It's hard to imagine that a simple monk could be so busy on the world stage. Currently on his agenda are trips to Seattle in the United States, London and Nantes, France. On his travels, he's expected to meet high-ranking officials including British Prime Minister Gordon Brown.

These are just some of his global travels over the past five decades.

In 1951, the Chinese government signed a 17-point agreement with Tibetan representatives. The Dalai Lama later telegraphed chairman Mao Zedong, saying the local Tibetan government and Tibetan monks supported the central government's leadership.

On Oct. 1, 1958, he wrote in the People's Daily, in his role as a vice chairman of the top legislature, the National People's Congress, that the Tibetans had enjoyed full freedom and equality since returning to the motherland.

However, several months later, the Dalai Lama supported an armed insurgency in Tibet. He fled to India after it failed and formed a "government in exile".

Since then, he has betrayed his home country and fellow Tibetans time and again with repeated calls to separate Tibet from China, which is far beyond what a simple monk would do.

He is preaching "peace" and "human compassion" and seeking "benefits" for the Tibetans when he shuttles around the world by air, receiving accolades here and there.

But the self-proclaimed spiritual leader has obviously forgotten his identity, abused his religion and played too much politics.

He has never renounced the "Tibetan Exile Constitution", an outlawed document similar to the "Future Tibet Constitution" drafted in 1963, which proclaimed the establishment of an "ethnically unified state led by the Dalai Lama".

In 1987 and 1988, he proposed a "Five Point Peace Plan" in the U.S. Congress and a "New Seven-point Proposal" in the European Parliament, supporting Tibetan independence.

In recent years, the Dalai Lama has repeated that he did not seek independence but instead sought a high degree of autonomy for Tibet within the framework of the Chinese Constitution.

Under the Dalai Lama's autonomy claim, Chinese troops should leave Tibet. Also, Tibet could maintain diplomatic relations with other countries and international organizations, which is tantamount to admitting Tibet's independence, said An Cedain, a researcher with the Center for Research on Tibet.

Meanwhile, the Dalai Lama is expanding his pro-independence infrastructure. His 13th government in exile, established in 2006, has seven ministries: civil affairs, foreign affairs and media, religion and culture, education, finance, health and security. In 1959, his first such government had only four ministries.

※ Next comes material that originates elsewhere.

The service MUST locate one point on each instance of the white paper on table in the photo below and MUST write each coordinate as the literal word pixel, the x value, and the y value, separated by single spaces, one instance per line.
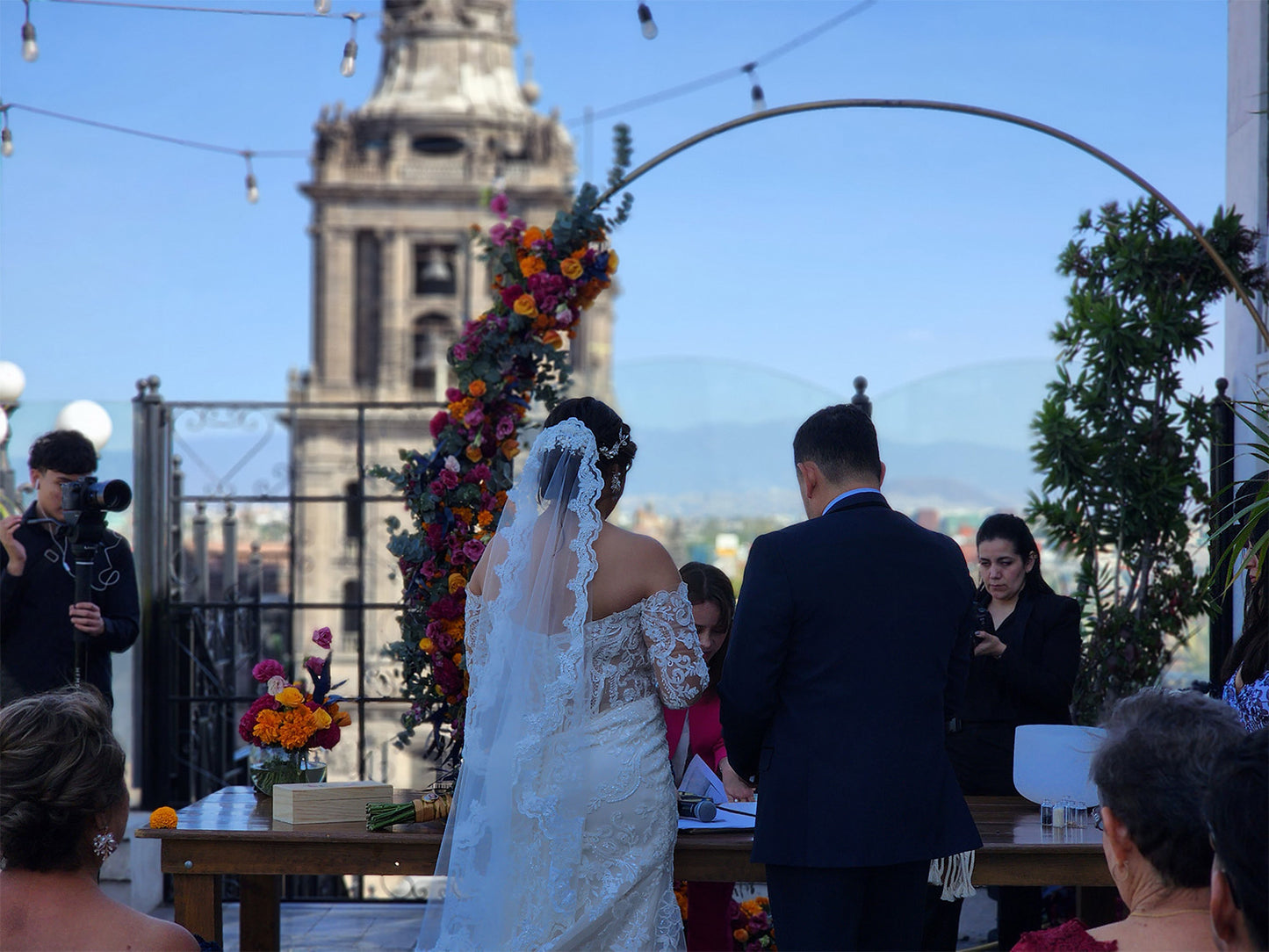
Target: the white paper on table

To make this government in exile status more credible, the Dalai Lama and his supporters produced a "Tibetan national anthem" and "Tibetan national flag", which had never existed before 1959.

Students in overseas Tibetan schools must sing the anthem and hoist the banner at their opening ceremonies, which demonstrates the Dalai Lama's transparent goal of independence.

During the latest riots in Lhasa, he disassociated himself from the conspiracy as an innocent monk, merely admonishing his followers in reported statements "not to resort to violence" after the disturbances.

An article in the New York Times said "the Dalai Lama was a poor and poorly advised political strategist".

If the Dalai Lama, 73, really wishes to be a simple Buddhist monk, it's high time for him to stop playing politics and cheating people, Westerners in particular, with his hypocritical "autonomy" claims.